- Location: Nunavut
- Coordinates: 65°25′0″N 117°0′0″W﻿ / ﻿65.41667°N 117.00000°W
- Type: lake
- Primary inflows: Teshierpi River
- Primary outflows: Kendall River
- Basin countries: Canada

= Dismal Lakes =

The Dismal Lakes are a series of three interconnected lakes in the Canadian territory of Nunavut, located roughly midway between the Coronation Gulf and Great Bear Lake, east of the Dease River. The Teshierpi River discharges into the narrows between the second and third Dismal Lakes, and the third lake discharges into the Kendall River. The lakes were named by explorer Thomas Simpson.

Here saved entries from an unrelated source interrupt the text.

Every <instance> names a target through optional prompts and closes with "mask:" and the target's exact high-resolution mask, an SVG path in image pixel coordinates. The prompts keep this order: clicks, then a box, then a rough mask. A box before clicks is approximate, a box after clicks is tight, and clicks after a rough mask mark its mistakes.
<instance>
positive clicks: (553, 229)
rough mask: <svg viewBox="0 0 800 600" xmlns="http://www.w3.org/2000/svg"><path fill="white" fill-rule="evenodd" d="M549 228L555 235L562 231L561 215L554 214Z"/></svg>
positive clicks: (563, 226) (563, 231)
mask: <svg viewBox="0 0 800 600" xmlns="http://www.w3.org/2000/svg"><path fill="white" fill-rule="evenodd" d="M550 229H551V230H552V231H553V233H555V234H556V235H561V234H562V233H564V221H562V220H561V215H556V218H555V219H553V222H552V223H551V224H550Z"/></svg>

Three kilometres west of the western lake is Sandy Creek, which flows south into the Dease River. The west end of western lake is surrounded by bare hills covered in sharp broken rock, and it is from this barren area that the lakes get their name. Three small brooks enter the lake at this end, one from the south, and two from the west. About 10 km from the western end of the lake it narrows to about 800 metres and, on the other side of these narrows, the lake is surrounded by rounded slopes covered with grass and heaths. There is a shallow sandbar extending across the eastern end of the lake.

The narrows between the first and second lakes are a favoured crossing-place for the caribou. The narrow river is confined between steep gravel hills and has a fairly strong current.

The centre lake is hemmed in by mountains. On the north side, the Coppermine Mountains rise in terraces to around 300 metres (1,000 ft). There are some small spruce in a cove on the north shore. On the south side of the lake is Teshierpi Mountain, the southernmost spur of the Coppermine Mountains, about 250 metres (800 ft) high. At the east end of the lake is a shallow sandbar which extends across the width of the lake, followed by a series of small willow covered islands.

The narrows between the second and third lakes is a short river with a sandy channel. The Teshierpi River joins this channel from the south.

The eastern lake is the smallest of the three, about five kilometres long and one-and-a-half kilometres wide. It is surrounded by gently rising grassy shores and, at a distance, mountains. There is a shallow sandbar extending across the eastern end of the lake. The third lake discharges into the Kendall River, which flows southwest into the Coppermine River. The extreme end of the third lake is sparsely wooded with small spruce, which extend down the Kendall.

The Dismal Lakes are one of the historical homes of Nagyuktogmiut, a Copper Inuit subgroup.